Lawn Boy(12)



As early as sixth grade, Goble started distinguishing himself as an entrepreneur, trading in lunch tickets and selling his mom’s cigarettes to high-school freshmen, who lined up behind the bleachers before school. Sophomore year of high school, he somehow finagled the school into paying him five cents per tray for collecting lunch trays from the cafeteria and commons, then outsourced the job to Vic Burzycki for a penny per tray.

Goble always had a plan, always knew what he wanted, never lacked ambition or nerve. He was a worthy hero for little Mike Mu?oz, while he lasted.





The Usual Bullshit Okay, I blew it. What do you want me to say? I probably shouldn’t have kicked the bag of shit. I probably should have driven down to Jiffy Mart and asked for a plastic bag, even if I had to buy something. Then I probably should’ve gone back and cleaned up the mess and called it a day.


But I didn’t.

Dazed and numb with apprehension, I had neither the inclination nor the courage to go home with the bad news. So I took comfort where I usually took comfort: the library.

As kids, Nate and I spent untold hours in the library while my mom was at work. We ate bruised apples and crumbling saltines, napping on the quilted sofas. The library was the most stable thing in our lives, the only thing in the whole damn society that said to little Mike Mu?oz: “Here you go, kid, it’s all yours for the asking.” No matter that your ears were dirty and your hair was greasy. No matter that your mentally challenged big brother didn’t have much of an indoor voice or that he tended to throw books and pee on the bathroom floor and scare the clown fish shitless. At the library, a little ferret of a kid like me had a chance. The only currency he needed was a library card.

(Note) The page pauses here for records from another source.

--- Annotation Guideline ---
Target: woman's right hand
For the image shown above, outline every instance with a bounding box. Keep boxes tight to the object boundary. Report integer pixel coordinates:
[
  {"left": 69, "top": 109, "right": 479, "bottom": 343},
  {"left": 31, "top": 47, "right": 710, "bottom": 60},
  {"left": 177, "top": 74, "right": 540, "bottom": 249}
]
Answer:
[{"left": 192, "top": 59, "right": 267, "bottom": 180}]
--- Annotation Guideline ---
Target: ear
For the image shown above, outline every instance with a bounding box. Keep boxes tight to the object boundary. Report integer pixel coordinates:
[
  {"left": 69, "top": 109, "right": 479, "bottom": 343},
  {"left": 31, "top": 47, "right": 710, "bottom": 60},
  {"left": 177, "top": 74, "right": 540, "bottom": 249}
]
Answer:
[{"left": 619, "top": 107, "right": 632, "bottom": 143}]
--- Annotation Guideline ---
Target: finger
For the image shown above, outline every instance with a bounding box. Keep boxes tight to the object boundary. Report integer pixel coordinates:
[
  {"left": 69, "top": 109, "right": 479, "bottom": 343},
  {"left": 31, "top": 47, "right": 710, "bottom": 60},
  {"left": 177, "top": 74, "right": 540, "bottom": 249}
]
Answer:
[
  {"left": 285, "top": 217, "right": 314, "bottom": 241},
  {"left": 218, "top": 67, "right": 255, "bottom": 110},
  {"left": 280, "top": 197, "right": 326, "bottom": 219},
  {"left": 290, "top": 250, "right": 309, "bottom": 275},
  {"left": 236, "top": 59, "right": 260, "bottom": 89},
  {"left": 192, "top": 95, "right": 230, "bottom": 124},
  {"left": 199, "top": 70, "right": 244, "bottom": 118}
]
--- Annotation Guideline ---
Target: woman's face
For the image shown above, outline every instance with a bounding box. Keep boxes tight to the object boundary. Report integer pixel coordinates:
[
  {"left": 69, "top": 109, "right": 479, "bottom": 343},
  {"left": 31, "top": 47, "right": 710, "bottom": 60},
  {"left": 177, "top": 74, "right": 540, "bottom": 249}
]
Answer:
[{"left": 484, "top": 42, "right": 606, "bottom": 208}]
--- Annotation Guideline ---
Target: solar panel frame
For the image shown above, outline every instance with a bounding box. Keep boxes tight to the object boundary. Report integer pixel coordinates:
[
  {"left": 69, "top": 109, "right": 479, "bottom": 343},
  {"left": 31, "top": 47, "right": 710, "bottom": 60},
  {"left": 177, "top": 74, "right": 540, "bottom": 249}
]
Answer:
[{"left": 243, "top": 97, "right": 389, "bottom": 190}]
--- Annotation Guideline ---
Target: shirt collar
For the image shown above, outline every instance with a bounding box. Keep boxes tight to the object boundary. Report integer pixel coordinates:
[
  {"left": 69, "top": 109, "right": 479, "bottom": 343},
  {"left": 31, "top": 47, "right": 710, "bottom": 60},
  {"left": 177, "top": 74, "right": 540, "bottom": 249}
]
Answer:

For two hours, waiting for Nick to get off work at Les Schwab, I scanned the fiction section for distraction. What I wanted was a book written by a guy who worked as a landscaper or a cannery grunt or a guy who installed heating vents. Something about modern class struggle in the trenches. Something plainspoken, without all the shiver-thin coverlets of snow and all the rest of that luminous prose. Something that didn’t have a pretentious quote at the beginning from some old geezer poet that gave away the whole point of the book. Something that didn’t employ the “fishbowl lens” or a “prismatic narrative structure” or any of that crap they teach rich kids out in the cornfields.

I wanted a book that grabbed me by the collar and implored me to conquer my fears and embrace the unknown. I wanted a novel that acted as a clarion call for the disenfranchised of the world. Not 250 pages of navel-gazing about the nuances of saddle making, topped off with some hokey epiphany. I wanted realism. Grit. I wanted my transcendence with grease under the fingernails and unpaid bills piling up on the countertop. Where were the books about me?

Maybe I should write the goddamn Great American Landscaping Novel. Why shouldn’t I have a voice? Just because I never went to college? Because I haven’t traveled the world or lived in New York City or fought in Iraq or done anything else of distinction? I suppose you could make a strong argument for any one of those. But I believe the world could use the Great American Landscaping Novel.

After all, most of us are mowing someone else’s lawn, one way or another, and most of us can’t afford to travel the world or live in New York City. Most of us feel like the world is giving us a big fat middle finger when it’s not kicking us in the face with a steel-toed boot. And most of us feel powerless. Motivated but powerless. Entertained but powerless. Informed but powerless. Fleetingly content, most of the time broke, sometimes hopeful, but ultimately powerless.

And angry. Don’t forget angry.

The problem, I soon came to realize, was that landscapers, especially unemployed ones, and cannery grunts and heating-duct installers didn’t have time to while away their days writing novels. They had bills to pay. Cars to fix. Disabled siblings to care for.

I finally picked up a handful of titles off the new arrivals’ rack, though none of them really appealed to me. One was a dystopian novel about a global pandemic with metaphorical implications. So was another. The last was by a woman named Hannah, who’d won a prize I’d never heard of and was billed as “a stunning meditation on race, gender inequity, and sexual identity.”

“MFA fiction,” said a voice.

I looked up to discover the same broad-shouldered librarian with the mop of dark, curly hair and the prominent Adam’s apple, who had recommended The Octopus to me. He was pushing one of those tan wheelie-carts loaded with recently returned books. Not your usual librarian, this guy, nothing like those formidable librarians of my youth, with their translucent nylon stockings. He was wearing a puke-colored sweater and a T-shirt that said BE THE CHANGE YOU WANT.

“I mean, the writing’s good,” he said. “Lyrical and all that. If it’s sentences you’re after. But so much of it just feels like affectation and craft to me.”

“Got any recs?”

“What are you looking for?”

“Something angry,” I said. “I like the last one you gave me—The Octopus. It made me want to put a brick through a window.”

“Ah, follow me, then,” he said.

He led me back to the fiction section and began running his fingers gingerly over the book spines. He picked out something called The Jungle by a guy named Sinclair.

“Is this guy dead?”

“Yes. You might’ve read it in high school,” he said.